Antiultracrepidarians vs. Deliberatefraudists: Smackdown in the Blogosphere

Antiultracrepidarians vs. Deliberatefraudists: Smackdown in the Blogosphere April 29, 2012

Jim West posted the following definition in a post in which he defined himself as an anti-ultracrepidarian:

ul·tra·crep·i·dar·i·an [uhl-truh-krep-i-dair-ee-uhn]

adjective 1. noting or pertaining to a person who criticizes, judges, or gives advice outside the area of his or her expertise: The play provides a classic, simplistic portrayal of an ultracrepidarian mother-in-law.


1800–20; ultra- + Latin crepidam ‘sole of a shoe, sandal’ (< Greek krepis ‘shoe’); in allusion to the words of Pliny the Elder ne supra crepidam sutor judicare ‘let the cobbler not judge above the sandal’; cf. the English proverb “let the cobbler stick to his last”.

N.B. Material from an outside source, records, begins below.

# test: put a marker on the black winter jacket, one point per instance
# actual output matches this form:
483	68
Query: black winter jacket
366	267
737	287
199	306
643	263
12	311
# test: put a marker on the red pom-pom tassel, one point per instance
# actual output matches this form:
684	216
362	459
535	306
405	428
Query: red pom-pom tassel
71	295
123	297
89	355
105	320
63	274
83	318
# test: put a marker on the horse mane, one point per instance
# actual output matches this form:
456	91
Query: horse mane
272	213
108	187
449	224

He was perhaps inspired by the news that facts are now dead.

Meanwhile, in a comment here at Exploring Our Matrix, commenter Paul Regnier noticed that there is no unity to the so-called “mythicists” and so they should perhaps not be lumped together under a single heading. He suggested several alternatives, but I like “Deliberatefraudists” best because it seems to fit the (con) artists formerly known as mythicists at least as well as their theory about the origins of Christianity! 🙂

Richard Carrier continues to nit-pick Ehrman while himself badly botching what ancient Jews believed about resurrection in the process. Unsurprisingly he still has his defenders.

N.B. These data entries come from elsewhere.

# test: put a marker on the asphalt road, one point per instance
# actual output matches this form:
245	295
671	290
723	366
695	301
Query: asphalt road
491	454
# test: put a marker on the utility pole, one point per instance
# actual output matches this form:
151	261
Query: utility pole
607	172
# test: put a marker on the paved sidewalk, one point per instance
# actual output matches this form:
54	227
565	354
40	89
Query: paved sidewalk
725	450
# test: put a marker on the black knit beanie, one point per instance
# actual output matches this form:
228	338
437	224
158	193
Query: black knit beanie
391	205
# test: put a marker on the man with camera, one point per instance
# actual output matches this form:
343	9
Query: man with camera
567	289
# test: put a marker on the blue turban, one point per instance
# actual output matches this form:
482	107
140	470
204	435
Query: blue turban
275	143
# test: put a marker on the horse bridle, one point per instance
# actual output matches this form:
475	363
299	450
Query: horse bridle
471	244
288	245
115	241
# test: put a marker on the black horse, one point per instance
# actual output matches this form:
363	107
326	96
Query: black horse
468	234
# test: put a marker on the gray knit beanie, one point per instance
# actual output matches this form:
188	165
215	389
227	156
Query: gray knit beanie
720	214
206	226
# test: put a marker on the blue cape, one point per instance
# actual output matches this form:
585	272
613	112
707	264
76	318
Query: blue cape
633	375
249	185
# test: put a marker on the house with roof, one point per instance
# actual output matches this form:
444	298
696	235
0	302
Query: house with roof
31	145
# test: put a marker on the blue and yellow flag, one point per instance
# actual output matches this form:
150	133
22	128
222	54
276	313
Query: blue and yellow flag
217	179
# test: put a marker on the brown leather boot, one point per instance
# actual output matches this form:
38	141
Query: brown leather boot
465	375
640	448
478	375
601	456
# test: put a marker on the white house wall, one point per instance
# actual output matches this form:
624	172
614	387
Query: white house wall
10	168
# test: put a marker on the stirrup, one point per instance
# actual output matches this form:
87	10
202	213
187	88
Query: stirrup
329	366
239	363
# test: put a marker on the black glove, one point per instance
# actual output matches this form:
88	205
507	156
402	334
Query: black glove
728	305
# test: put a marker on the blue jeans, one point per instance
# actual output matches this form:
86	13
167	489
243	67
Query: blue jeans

Joel Watts shared a card that seems relevant:

Rod discusses the problems with calling what is done at an institution with a statement of faith “research.” Ben Witherington nevertheless encourages critical thinking. Pete Enns also responded to the post that sparked this discussion in the biblioblogosphere, by Larry Hurtado.

Jim Davila and Dorothy King discuss the accusation of slander leveled at Mark Goodacre because of his criticism of the “Jesus Discovery” “documentary.” Mark Goodacre blogged about the “Texas Sharpshooter Fallacy.”

Anyone want to look at a “general manual for denialism” and work out how many of the same points can be applied to mythicism? Here is a sample from the article and video at Wired:

What astounded Carroll when he looked into chiropractors arguments against vaccines, he said, was that they were essentially identical to the ones used by creationists and other anti-evolutionists. Indeed, they are the same arguments used over and over in all kind of denialism. As such, Carroll suggested, they represented a kind of “General Manual for Denialism.”
The six listed arguments were to:
1) Cast doubt on the science. (“Vaccines aren’t proven.” / “Evolution isn’t proven.”)
2) Question the scientists’ motives and integrity. (“Vaccine researchers just want to profit.” / “Evolution researchers just want more grant money.”)
3) Magnify any disagreements among the scientists; cite gadflies as authorities.(“Vaccine researchers disagree, but this chiropractor knows best.” / “Scientists can’t agree how evolution would explain this, but this creationist has all the answers.”)
4) Exaggerate the potential for harm from the science. (“Vaccines could harm your kids.” / “Evolutionary thinking leads to genocide.”)
5) Appeal to the importance of personal freedom. (“Patients should have the freedom not to get vaccines.” / “Students should be free to learn all the theories for how life arose.”)
6) Object that acceptance of the science would repudiate some key philosophy.(“Vaccines threaten acceptance of chiropractic.” / “Evolution undermines the Bible.”)

On a more hopeful note, Jim Kidder shared some warning signs if your kid is experimenting with paleontology.

And last but far from least, Jonathan Robinson asks for submissions to the next Biblical Studies Carnival.